YOLOv10 in Candle | XIMEI BLOG

Porting YOLOv10 to Candle isn’t necessarily complicated, but the main difficulty comes from the poor readability of the ultralytics project itself. In order to accommodate different variants such as YOLOv5-v12, YOLOE, and YOLO-World, the ultralytics codebase is filled with numerous if statements, making the code very chaotic.

Personally, I don’t quite agree with this code organization approach - it’s just too messy. Would it be better to sacrifice some abstraction for better readability? After all, there’s not much connection between different versions of the model.

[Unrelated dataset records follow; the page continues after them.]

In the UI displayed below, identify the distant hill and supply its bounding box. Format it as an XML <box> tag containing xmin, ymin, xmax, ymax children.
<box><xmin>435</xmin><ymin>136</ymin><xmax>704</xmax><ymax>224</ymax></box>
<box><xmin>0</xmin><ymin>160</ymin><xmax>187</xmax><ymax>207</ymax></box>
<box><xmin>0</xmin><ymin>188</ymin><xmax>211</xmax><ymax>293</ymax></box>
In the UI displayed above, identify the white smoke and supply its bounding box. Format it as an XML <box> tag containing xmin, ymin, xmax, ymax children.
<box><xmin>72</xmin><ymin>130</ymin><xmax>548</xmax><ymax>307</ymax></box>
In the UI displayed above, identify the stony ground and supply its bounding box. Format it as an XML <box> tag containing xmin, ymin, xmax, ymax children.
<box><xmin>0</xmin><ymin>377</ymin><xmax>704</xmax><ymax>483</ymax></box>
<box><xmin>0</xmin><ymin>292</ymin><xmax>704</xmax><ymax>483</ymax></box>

However, after some effort, I successfully ported YOLOv10 to the Rust AI framework Candle.

Analysis

ultralytics defines the model structure through configuration files, then loads the configuration file with yaml_model_load(cfg) to parse the model. Here we’ll use YOLOv10s as an example because it has a smaller size and acceptable accuracy.

The structure definition for YOLOv10s is as follows:

backbone:
  # [from, repeats, module, args]
  - [-1, 1, Conv, [64, 3, 2]] # 0-P1/2
  - [-1, 1, Conv, [128, 3, 2]] # 1-P2/4
  - [-1, 3, C2f, [128, True]]
  - [-1, 1, Conv, [256, 3, 2]] # 3-P3/8
  - [-1, 6, C2f, [256, True]]
  - [-1, 1, SCDown, [512, 3, 2]] # 5-P4/16
  - [-1, 6, C2f, [512, True]]
  - [-1, 1, SCDown, [1024, 3, 2]] # 7-P5/32
  - [-1, 3, C2fCIB, [1024, True, True]]
  - [-1, 1, SPPF, [1024, 5]] # 9
  - [-1, 1, PSA, [1024]] # 10

# YOLOv10.0n head
head:
  - [-1, 1, nn.Upsample, [None, 2, "nearest"]]
  - [[-1, 6], 1, Concat, [1]] # cat backbone P4
  - [-1, 3, C2f, [512]] # 13

  - [-1, 1, nn.Upsample, [None, 2, "nearest"]]
  - [[-1, 4], 1, Concat, [1]] # cat backbone P3
  - [-1, 3, C2f, [256]] # 16 (P3/8-small)

  - [-1, 1, Conv, [256, 3, 2]]
  - [[-1, 13], 1, Concat, [1]] # cat head P4
  - [-1, 3, C2f, [512]] # 19 (P4/16-medium)

  - [-1, 1, SCDown, [512, 3, 2]]
  - [[-1, 10], 1, Concat, [1]] # cat head P5
  - [-1, 3, C2fCIB, [1024, True, True]] # 22 (P5/32-large)

  - [[16, 19, 22], 1, v10Detect, [nc]] # Detect(P3, P4, P5)

This is a 23-layer model structure definition.

YOLOv10 is an NMS-Free model. Specifically, it combines one-to-many (one2many) and one-to-one (one2one) strategies during training. For training, it uses one-to-many, and for inference, it uses one-to-one. Therefore, we don’t need to worry about the (one2many) part.

Implementation Approach

First, YOLOv8 has a pure Rust implementation, with the code available here https://github.com/huggingface/candle. Unfortunately, the YOLOv8 in the official Candle project wasn’t implemented based on the ultralytics project, probably due to licensing issues. As a result, we find that the model node names in Candle’s YOLOv8 completely mismatch those in ultralytics, and we cannot directly export ultralytics models for inference with Candle (though modifying the nodes would satisfy the requirements).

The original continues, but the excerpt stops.